Editado originalmente em 2006, esta é uma dupla edição de "The Information" que para além do Cd inclui um Dvd com todos os vídeos do alinhamento do registo. Como habitualmente, a arte de Beck revolver um imenso caldeirão onde confeciona os mais variados ingredientes volta a resultar num trabalho abundante em que os géneros se fundem noutros géneros, utilizando os mais variados instrumentos, para criar novas sonoridades. A criatividade de Beck não conhece limites sendo impressionante a forma como ele mantêm uma corrente inventiva e atualizada em que os registos conseguem não ser monótonos nem aborrecidos, para isso Beck trabalha sobre temas curtos, rápidos e eficazes, exceção apenas, neste registo, para o espacial "The Horrible Fanfare/Landslide/Exoskeleton". A evidência das referências retro, que Beck utiliza com alguma regularidade, são outra fonte valiosa de informação que aqui se volta a atualizar através de misturas cirúrgicas tornando-se novamente numa receita funcional e útil; entre outras, "Cellphone's Dead" remete-nos a "Chameleon" dos Head Hunters de Herbie Hancock, "Strange Apparition" remete-nos aos Rolling Stones de "Sympathy For The Devil" e "Motorcade" leva-nos muito próximo dos terrenos experimentalistas de Dick Hyman em "The Age Of Eletronicus". 
A edição é complementada com uma coleção de autocolantes para que cada um possa criar/personalizar a capa do álbum como bem entender.

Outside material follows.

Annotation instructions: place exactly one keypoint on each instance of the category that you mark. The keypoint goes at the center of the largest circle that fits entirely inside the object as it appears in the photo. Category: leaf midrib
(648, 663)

sexta-feira, 3 de março de 2017

Apontamento - MARGARIDA PINTO


1 Apontamento   3:24
2 Translúcido   4:48
3 História nº1   0:22
4 Hey! (Sempre Feliz)   3:29
5 Lembra-me De Nós   4:41
6 Na Véspera De Não Partir Nunca...   4:19
7 Eu Queria Ser Músico...   3:28
8 Aviso-te   3:47
9 Não Digas Nada   2:51
10 Hesitação (Em Ti)   4:43
11 Frio O Tempo   4:06
12 Estranhos À Mesa   3:53
13 Um Dia, Aqui   4:03
14 Ficar (Canção De Embalar)   4:00               

Editado em 2005, "Apontamento" é o registo que marca a estreia a solo de Margarida Pinto e merece ser bem mais do que um mero apontamento no panorama geral da música Portuguesa. A mestria das composições, a excelência da interpretação, alguma poesia de Fernando Pessoa e uma boa dose de boas influências musicais, justificam este registo como uma obra digna de coleção. É um trabalho inteligente e gostoso em que Margarida Pinto se exprime em bom Português através de um timbre cristalino e presente e em que por vezes se apresenta também ao piano. Margarida conta com o apoio total de Miguel Cardona, a outra metade dos Coldfinger, que aqui aparece tanto na produção como na execução de variados instrumentos. O registo viaja por diversas fases/estilos e a presença de Margarida Pinto funciona bem em todos eles. Percebe-se haver alguma ambição jazzística num registo que nunca chega a sê-lo mas há pop, trip-hop, hip-hop e até uma espécie de MPB. No seu conjunto, contêm uma exemplar riqueza de géneros que fazem deste registo um trabalho atual e entusiasmante fortemente marcado pela requintada prestação de Margarida Pinto.